If a − b is … then …
positive,a > b.
negative,a < b.
zero,a = b.
Here I've used a little algebra to summarise infinitely many different facts in a few lines. To use this, you would put specific numbers in place of the variables a and b. This is particularly useful in the case of fractions. For example, because 2/3 − 3/4 works out to −1/12, which is negative, you know that 2/3 < 3/4.

The symbols ‘<’, ‘>’, and ‘=’ give complete information about the relative order of two real numbers. Sometimes you only have partial information; then you can use the symbols ‘≤’, ‘≥’, and ‘≠’, as follows:

If …then … or …but not
a ≤ b,a < b, a = b,a > b.
a ≥ b,a > b, a = b,a < b.
a ≠ b, a < b,a > b, a = b.
For example, since 2 < 3, it is correct to say that 2 ≤ 3, and it's also correct to say that 2 ≠ 3, but it's wrong to say that 2 ≥ 3. Also, if you learn in an algebra problem that x ≥ 4, then it may be that x > 4 or that x = 4; you don't know which, but you do at least know that x < 4 is false.

You can also compare complicated expressions built using the various operations.

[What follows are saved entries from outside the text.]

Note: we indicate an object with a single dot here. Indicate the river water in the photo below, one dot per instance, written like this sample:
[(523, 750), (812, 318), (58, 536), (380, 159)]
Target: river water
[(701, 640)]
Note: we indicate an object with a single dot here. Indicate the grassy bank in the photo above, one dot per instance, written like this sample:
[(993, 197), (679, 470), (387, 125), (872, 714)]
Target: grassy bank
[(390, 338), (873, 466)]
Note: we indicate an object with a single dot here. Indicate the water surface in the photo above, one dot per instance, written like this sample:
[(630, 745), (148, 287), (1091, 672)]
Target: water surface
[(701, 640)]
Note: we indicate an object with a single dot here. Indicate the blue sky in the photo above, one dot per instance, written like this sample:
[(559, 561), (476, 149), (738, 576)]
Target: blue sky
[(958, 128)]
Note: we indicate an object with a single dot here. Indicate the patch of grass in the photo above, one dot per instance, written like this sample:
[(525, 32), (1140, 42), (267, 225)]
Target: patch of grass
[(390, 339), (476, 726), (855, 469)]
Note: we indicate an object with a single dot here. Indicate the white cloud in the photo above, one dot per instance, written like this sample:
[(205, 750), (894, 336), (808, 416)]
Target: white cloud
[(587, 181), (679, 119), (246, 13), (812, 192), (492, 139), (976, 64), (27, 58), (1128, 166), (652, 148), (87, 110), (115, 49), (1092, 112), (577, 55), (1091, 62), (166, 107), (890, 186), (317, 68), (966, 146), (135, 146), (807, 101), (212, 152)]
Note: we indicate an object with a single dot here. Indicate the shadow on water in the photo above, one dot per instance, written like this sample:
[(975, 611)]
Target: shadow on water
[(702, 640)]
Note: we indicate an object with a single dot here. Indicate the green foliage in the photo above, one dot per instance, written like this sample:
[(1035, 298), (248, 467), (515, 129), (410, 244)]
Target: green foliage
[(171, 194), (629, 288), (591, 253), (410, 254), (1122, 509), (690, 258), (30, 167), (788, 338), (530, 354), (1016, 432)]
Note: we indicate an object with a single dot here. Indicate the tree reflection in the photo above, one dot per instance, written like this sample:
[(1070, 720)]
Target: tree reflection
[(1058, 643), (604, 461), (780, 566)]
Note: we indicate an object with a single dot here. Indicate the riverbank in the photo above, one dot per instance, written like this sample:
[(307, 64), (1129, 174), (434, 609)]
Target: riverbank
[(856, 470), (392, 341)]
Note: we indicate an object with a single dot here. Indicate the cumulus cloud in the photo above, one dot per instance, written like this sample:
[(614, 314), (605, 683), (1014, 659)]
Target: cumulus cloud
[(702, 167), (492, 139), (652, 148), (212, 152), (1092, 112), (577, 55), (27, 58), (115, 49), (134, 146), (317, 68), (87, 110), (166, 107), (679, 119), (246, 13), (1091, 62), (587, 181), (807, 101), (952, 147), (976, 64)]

For example, to compare 3 + 4 and 2 · 5, you calculate that 3 + 4 is 7, while 2 · 5 is 10; since 7 < 10, you can conclude that 3 + 4 < 2 · 5. In summary:

• original problem: 3 + 4 ? 2 · 5;
• work out the left side: 3 + 4 = 7;
• work out the right side: 2 · 5 = 10;
• compare the results: 7 < 10;
• answer the original question: 3 + 4 < 2 · 5.

For a more complicated example, compare |3 − 4| with 2 · 3 − 5:

• original problem: |3 − 4| ? 2 · 3 − 5;
• work out the left side: |3 − 4| = |−1| = 1;
• work out the right side: 2 · 3 − 5 = 6 − 5 = 1;
• compare the results: 1 = 1;
• answer the original question: |3 − 4| = 2 · 3 − 5.
You will do such comparisons often throughout this course.